EconomyEconomic thinking is at a crucial inflection point

Economic thinking is at a crucial inflection point


Soaring energy prices have encouraged another form of inflation, this one rhetorical. Comparisons of our current challenges with the world’s economic and political struggles in the 1970s are now a dime a dozen.

The comparisons are apt as far as they go. Oil prices quadrupled in 1973 and doubled again in 1979. While they have “only” about doubled in the last two years, European gas prices have jumped five to 10-fold since before the pandemic. Overall inflation is the highest in decades, and many fear we face a repeat of the 1970s scourge of stagflation.

The similarities end with the effects for political and economic thinking. Once the turmoil of the 1970s had discredited the mixed economies of the postwar era, it paved the way for the market-liberalising transformations pioneered by Margaret Thatcher and Ronald Reagan.

Back then, economic failure produced something approaching a consensus that “government is the problem”, as Reagan put it. But today the opposite is the case. Energy prices, the rising cost of living and worsening tensions in labour relations are fuelling calls for the government to come to the rescue. The economic ailments that in the 1970s led the state to withdraw are today dragging it back where, for almost half a century, it has feared to tread.

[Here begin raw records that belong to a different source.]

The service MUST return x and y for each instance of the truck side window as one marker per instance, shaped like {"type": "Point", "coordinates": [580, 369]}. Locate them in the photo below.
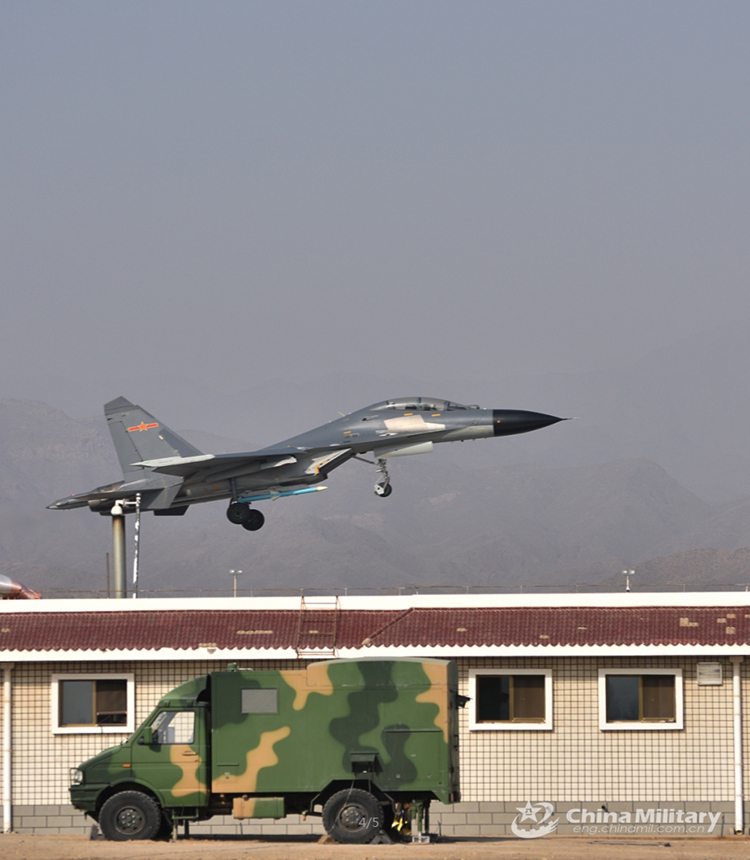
{"type": "Point", "coordinates": [174, 727]}
{"type": "Point", "coordinates": [257, 701]}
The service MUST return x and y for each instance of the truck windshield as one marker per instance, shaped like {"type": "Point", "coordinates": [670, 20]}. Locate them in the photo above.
{"type": "Point", "coordinates": [174, 727]}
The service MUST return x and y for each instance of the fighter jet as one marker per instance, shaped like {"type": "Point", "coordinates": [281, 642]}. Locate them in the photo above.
{"type": "Point", "coordinates": [165, 474]}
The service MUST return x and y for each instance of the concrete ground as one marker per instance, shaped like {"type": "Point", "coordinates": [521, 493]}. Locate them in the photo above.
{"type": "Point", "coordinates": [29, 847]}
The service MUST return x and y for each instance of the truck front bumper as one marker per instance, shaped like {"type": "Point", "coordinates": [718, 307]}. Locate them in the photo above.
{"type": "Point", "coordinates": [84, 797]}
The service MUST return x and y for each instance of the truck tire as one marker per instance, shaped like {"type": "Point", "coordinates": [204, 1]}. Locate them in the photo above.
{"type": "Point", "coordinates": [353, 816]}
{"type": "Point", "coordinates": [130, 815]}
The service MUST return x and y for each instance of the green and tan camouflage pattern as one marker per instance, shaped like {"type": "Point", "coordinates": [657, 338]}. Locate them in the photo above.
{"type": "Point", "coordinates": [389, 722]}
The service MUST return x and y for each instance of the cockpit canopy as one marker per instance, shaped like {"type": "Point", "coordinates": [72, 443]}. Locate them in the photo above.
{"type": "Point", "coordinates": [420, 404]}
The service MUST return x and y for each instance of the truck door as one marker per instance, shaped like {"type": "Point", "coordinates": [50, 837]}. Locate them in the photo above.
{"type": "Point", "coordinates": [174, 763]}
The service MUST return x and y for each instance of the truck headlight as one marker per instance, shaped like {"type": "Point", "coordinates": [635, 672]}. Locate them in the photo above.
{"type": "Point", "coordinates": [76, 776]}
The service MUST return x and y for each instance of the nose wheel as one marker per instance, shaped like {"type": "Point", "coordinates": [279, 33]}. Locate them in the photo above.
{"type": "Point", "coordinates": [383, 488]}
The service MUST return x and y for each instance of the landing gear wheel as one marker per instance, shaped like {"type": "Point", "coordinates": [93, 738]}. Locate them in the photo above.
{"type": "Point", "coordinates": [254, 521]}
{"type": "Point", "coordinates": [353, 816]}
{"type": "Point", "coordinates": [238, 513]}
{"type": "Point", "coordinates": [130, 815]}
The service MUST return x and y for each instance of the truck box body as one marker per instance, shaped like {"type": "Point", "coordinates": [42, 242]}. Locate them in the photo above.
{"type": "Point", "coordinates": [265, 743]}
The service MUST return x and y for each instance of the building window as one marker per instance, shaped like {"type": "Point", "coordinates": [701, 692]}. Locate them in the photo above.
{"type": "Point", "coordinates": [639, 699]}
{"type": "Point", "coordinates": [510, 699]}
{"type": "Point", "coordinates": [92, 704]}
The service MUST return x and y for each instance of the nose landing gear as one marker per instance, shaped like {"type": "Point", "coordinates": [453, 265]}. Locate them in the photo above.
{"type": "Point", "coordinates": [383, 488]}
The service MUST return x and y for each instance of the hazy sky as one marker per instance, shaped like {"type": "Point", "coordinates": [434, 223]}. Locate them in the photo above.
{"type": "Point", "coordinates": [240, 191]}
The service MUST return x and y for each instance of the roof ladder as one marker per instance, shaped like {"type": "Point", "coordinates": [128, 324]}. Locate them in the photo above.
{"type": "Point", "coordinates": [317, 627]}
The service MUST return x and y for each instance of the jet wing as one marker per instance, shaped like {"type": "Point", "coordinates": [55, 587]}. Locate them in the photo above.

The market-friendly governing philosophy that triumphed in the 1980s is on the defensive. Government-administered prices are now the order of the day, from car and heating fuel to electricity and, of course, carbon emissions. The pressure for windfall taxes on fossil fuel companies seems irresistible, and governments across Europe are digging deep into their coffers to help hard-pressed households.

Even direct cash payments to households, with few strings attached or none, are in vogue, in an echo of the North American experiments with universal basic income in the 1970s.

This raises two questions. Why this difference in the political consequences of seemingly similar economic crises? And is today’s turn to a more interventionist state permanent or a flash in the pan?

The simplest answer to the first question is that when things feel intolerable, people blame the status quo and demand change. In the 1970s that meant deregulating a rigid economy. Today it may mean re-regulating an unchained one.

But the return of the state predates today’s sudden rise in inflation and its main causes — the pandemic, energy price jumps and Vladimir Putin’s attack on Ukraine. Confidence in the post-1980 socio-economic model was already fraying under pressure from, as it were, both the past and the future.

The populism of Donald Trump, Brexiters and others (including some on the left) represents a nostalgia for a previous social settlement remembered (rightly) as more controlled and (wrongly) as more prosperous. Meanwhile, the rise of the climate agenda responds to a widely held conviction among voters that current economic arrangements imperil their future.

There are enormous differences between these two stances, of course. For one thing, a decarbonised economy is possible, whereas returning to the 1950s is not. But however realistic their goals, they both presuppose a more interventionist and controlling state.

This helps to explain the changing conceptions of how to run the economy among centrist politicians and the guardians of economic orthodoxy. A greater emphasis on securing social cohesion and actively reshaping the structure of the economy is more than a temporary response to emergencies.

For now, 2022 feels like a 1945 or 1979 kind of moment — a historical hinge point or paradigm shift. Yet the transition to a new economic governing philosophy could still be derailed. The pandemic years made for state interventions unlike any seen in decades — with rapid recoveries in incomes and jobs being proof of their success. But a revisionist view is taking hold that aims to discredit the policies that produced a historically speedy recovery.

In this narrative, the current inflationary surge overshadows the triumph of a labour market that makes it easy to find better jobs. So thoroughly have we forgotten what a good labour market looks like that we risk thinking it is an aberration. Certainly, central bankers have been browbeaten into adopting a more hawkish attitude than is wise.

The current economic debate is about much more than managing cost of living pressures. The question is whether we will finally put the last 40 years behind us and settle on something better.